The stableyard in front of Koldinghus took on its final, present appearance during the time of King Christian IV and his son King Frederik III. The present buildings are thought to stem from the period around 1670, but the royal stables were undoubtedly located there prior to that period, providing accommodation for the saddle horses and carriage horses belonging to the king and the court.
King Frederik IV’s Baroque castle
The Danish kings of the Middle Ages and the Renaissance were constantly on the move travelling the length and breadth of the country. With the introduction of absolute monarchy in 1660, however, the Danish kings took up permanent residence in Copenhagen and North Zealand, only travelling to Jutland on rare occasions. Following the wars against Germany and Sweden in the 1600s and the ensuing destruction, however, Koldinghus was maintained as the last royal castle in Jutland.
In 1711, King Frederik IV spent several months in residence at Koldinghus. A serious outbreak of plague in Copenhagen had driven out all those who were able to leave the Danish capital. At a masked ball held at Koldinghus, the king met Anna Sophie Reventlow, the very young daughter of the Danish chancellor, and fell in love with her. A year later, the king abducted her from Clausholm and entered into a morganatic marriage with her. When the queen died in 1721, King Frederik IV and Anna Sophie were married once more, and Anna Sophie thus became queen of Denmark.
A great deal of King Frederik IV’s reign took place during a time dominated by the Northern War (1709–20) between Denmark and Sweden, but peace was declared in 1720. In that same year, radical plans for modernising Koldinghus were initiated.

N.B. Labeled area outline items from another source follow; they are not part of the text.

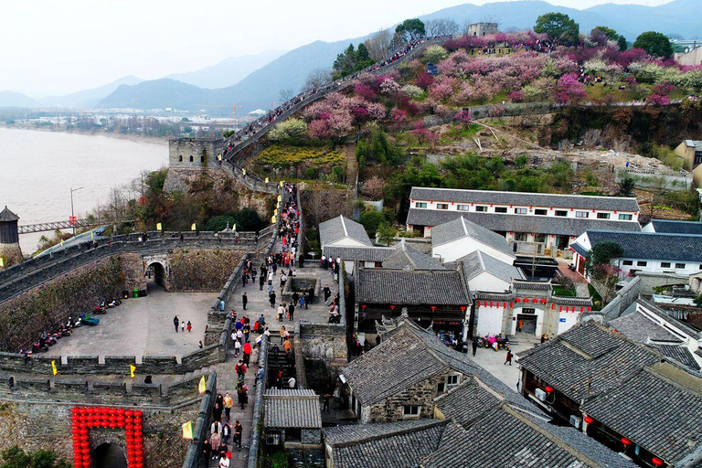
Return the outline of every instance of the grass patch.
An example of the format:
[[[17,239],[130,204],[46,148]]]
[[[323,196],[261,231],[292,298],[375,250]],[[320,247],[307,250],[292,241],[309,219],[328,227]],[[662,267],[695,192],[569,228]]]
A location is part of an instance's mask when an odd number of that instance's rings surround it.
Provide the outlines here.
[[[588,284],[588,292],[590,292],[590,296],[592,298],[592,310],[602,310],[602,296],[600,295],[600,292],[591,284]]]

The castle was the result of generations of building activity. The medieval wing and the Renaissance wing did not have the same distribution of floor levels, which was naturally reflected in the façades.
King Frederik IV did his best to bring Koldinghus into harmony with the Baroque architectural demands for creating order and regularity. The major part of the Renaissance gables and garrets were removed. The different storeys were evened out and new windows were installed in horizontal bands and at uniform intervals along the entire façade. The only aspect not to be altered was the distorted rectangular shape of the ground plan.
In conjunction with King Frederik IV’s remodelling of Koldinghus, the great hall disappeared. There was no longer any need for such a large room in the castle for representative functions. Official affairs of state were no longer conducted outside the capital. By that time, Koldinghus was the Danish royal family’s residential castle in the country.
King Frederik IV may have harboured ideas of further alterations to the castle’s west wing, the courtyard façade of which was decorated with a distinctive sandstone gateway featuring the king’s crowned dual monogram. It is possible that a new, more presentable main entrance to the castle had been contemplated, but this never became any more than a mere idea. The gateway’s only function is to create a focal point for the perception of the castle’s courtyard.
Fire and ruin
Fire broke out on the night between 29 and 30 March 1808, leaving the castle in ruins within two days.
Denmark had attempted to keep out of the great confrontation sweeping across Europe in the form of the Napoleonic Wars. However, in 1807, the English attacked Copenhagen and captured the Danish fleet. The Danish government sought an alliance with France, whose emperor, Napoleon I, sent some 30,000 troops to Denmark, most of whom were Spanish. These soldiers came to Denmark under the command of Marshal Jean Baptiste Bernadotte, who later became King Karl XIV Johan of Sweden.
The aim was partly to keep Denmark within the alliance and partly to contribute with a campaign against Sweden in order to regain for Denmark the lost territories of Scania, Halland and Blekinge. The campaign did not succeed and the Spanish soldiers got no further than Jutland, the Danish mainland, and the island of Fyn. Following a coup in August, they were sailed back to Spain in English ships to take part in an uprising directed against the French occupation of Spain.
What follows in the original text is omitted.